Theoretical studies on thermal decomposition mechanism of arabinofuranose

Abstract

The thermal decomposition mechanism of arabinofuranose as hemicellulose model compound was investigated by using density functional theory methods M062X with the 6–31++G(d,p) basis set. Five possible pyrolytic reaction pathways were proposed and the standard kinetic parameters in all reaction pathways were calculated. In reaction pathway (1), arabinofuranose is transformed to acyclic containing-carbonyl isomer through a ring-opening reaction and the isomer further decomposes through five possible pyrolysis reaction pathways (1-1) ∼ (1-5).

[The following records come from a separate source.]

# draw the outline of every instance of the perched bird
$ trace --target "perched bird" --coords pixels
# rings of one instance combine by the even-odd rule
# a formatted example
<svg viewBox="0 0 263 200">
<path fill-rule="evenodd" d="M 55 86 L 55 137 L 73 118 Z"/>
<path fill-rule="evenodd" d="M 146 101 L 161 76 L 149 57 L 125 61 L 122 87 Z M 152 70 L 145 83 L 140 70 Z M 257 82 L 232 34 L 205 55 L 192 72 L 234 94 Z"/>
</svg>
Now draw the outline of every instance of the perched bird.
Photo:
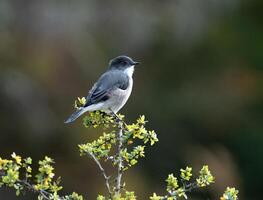
<svg viewBox="0 0 263 200">
<path fill-rule="evenodd" d="M 131 94 L 134 66 L 138 64 L 139 62 L 133 61 L 128 56 L 118 56 L 112 59 L 107 71 L 89 91 L 86 104 L 75 111 L 65 123 L 73 122 L 88 111 L 100 110 L 116 115 Z"/>
</svg>

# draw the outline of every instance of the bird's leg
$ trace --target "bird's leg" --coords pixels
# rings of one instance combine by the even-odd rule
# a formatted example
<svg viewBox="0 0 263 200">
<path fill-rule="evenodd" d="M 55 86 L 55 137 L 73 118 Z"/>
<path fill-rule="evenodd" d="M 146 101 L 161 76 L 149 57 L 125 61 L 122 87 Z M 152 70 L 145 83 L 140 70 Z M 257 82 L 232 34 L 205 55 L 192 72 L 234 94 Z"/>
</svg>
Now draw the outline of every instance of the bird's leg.
<svg viewBox="0 0 263 200">
<path fill-rule="evenodd" d="M 127 124 L 125 123 L 125 121 L 123 121 L 123 119 L 119 118 L 119 116 L 118 116 L 115 112 L 113 112 L 112 110 L 110 110 L 110 114 L 111 114 L 112 117 L 115 118 L 115 120 L 116 120 L 116 122 L 117 122 L 118 124 L 121 122 L 122 124 L 124 124 L 125 126 L 127 126 Z"/>
<path fill-rule="evenodd" d="M 122 119 L 120 119 L 119 116 L 115 112 L 113 112 L 112 110 L 110 110 L 110 114 L 112 117 L 114 117 L 116 119 L 117 122 L 122 121 Z"/>
</svg>

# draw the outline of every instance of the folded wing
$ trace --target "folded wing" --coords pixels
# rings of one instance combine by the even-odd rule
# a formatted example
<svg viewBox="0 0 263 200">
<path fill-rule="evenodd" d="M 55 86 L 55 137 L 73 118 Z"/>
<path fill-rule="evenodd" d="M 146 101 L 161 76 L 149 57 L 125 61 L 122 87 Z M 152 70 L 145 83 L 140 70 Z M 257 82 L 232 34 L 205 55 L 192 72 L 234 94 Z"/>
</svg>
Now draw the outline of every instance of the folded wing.
<svg viewBox="0 0 263 200">
<path fill-rule="evenodd" d="M 120 71 L 107 71 L 92 87 L 87 96 L 87 103 L 84 107 L 106 101 L 114 89 L 126 90 L 129 85 L 129 77 Z"/>
</svg>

Reaction pathway (2) describes the evolutionary process of formic acid and reaction pathways (3)–(5) describe the formation process of furanones. The calculation results show that reaction pathways (1-2), (1-4) and (5) are the major reaction channels and reaction pathways (1-1), (1-5), and (2)–(4) are the competitive reaction channels in pyrolysis of arabinofuranose. The major pyrolysis products are low molecular products such as glycolaldehyde 4, acetaldehyde 12, 2-furaldehyde 20, 2-hydroxy-5-hydroxymethyl-furan-3-one 38 and CO. The main competitive products are formaldehyde, formic acid, ethanediol 5, acetol 9, 5-hydroxymethyl-furan-3-one 33, 5-hydroxymethyl-furan-2-one 36, CO2, H2, and so on.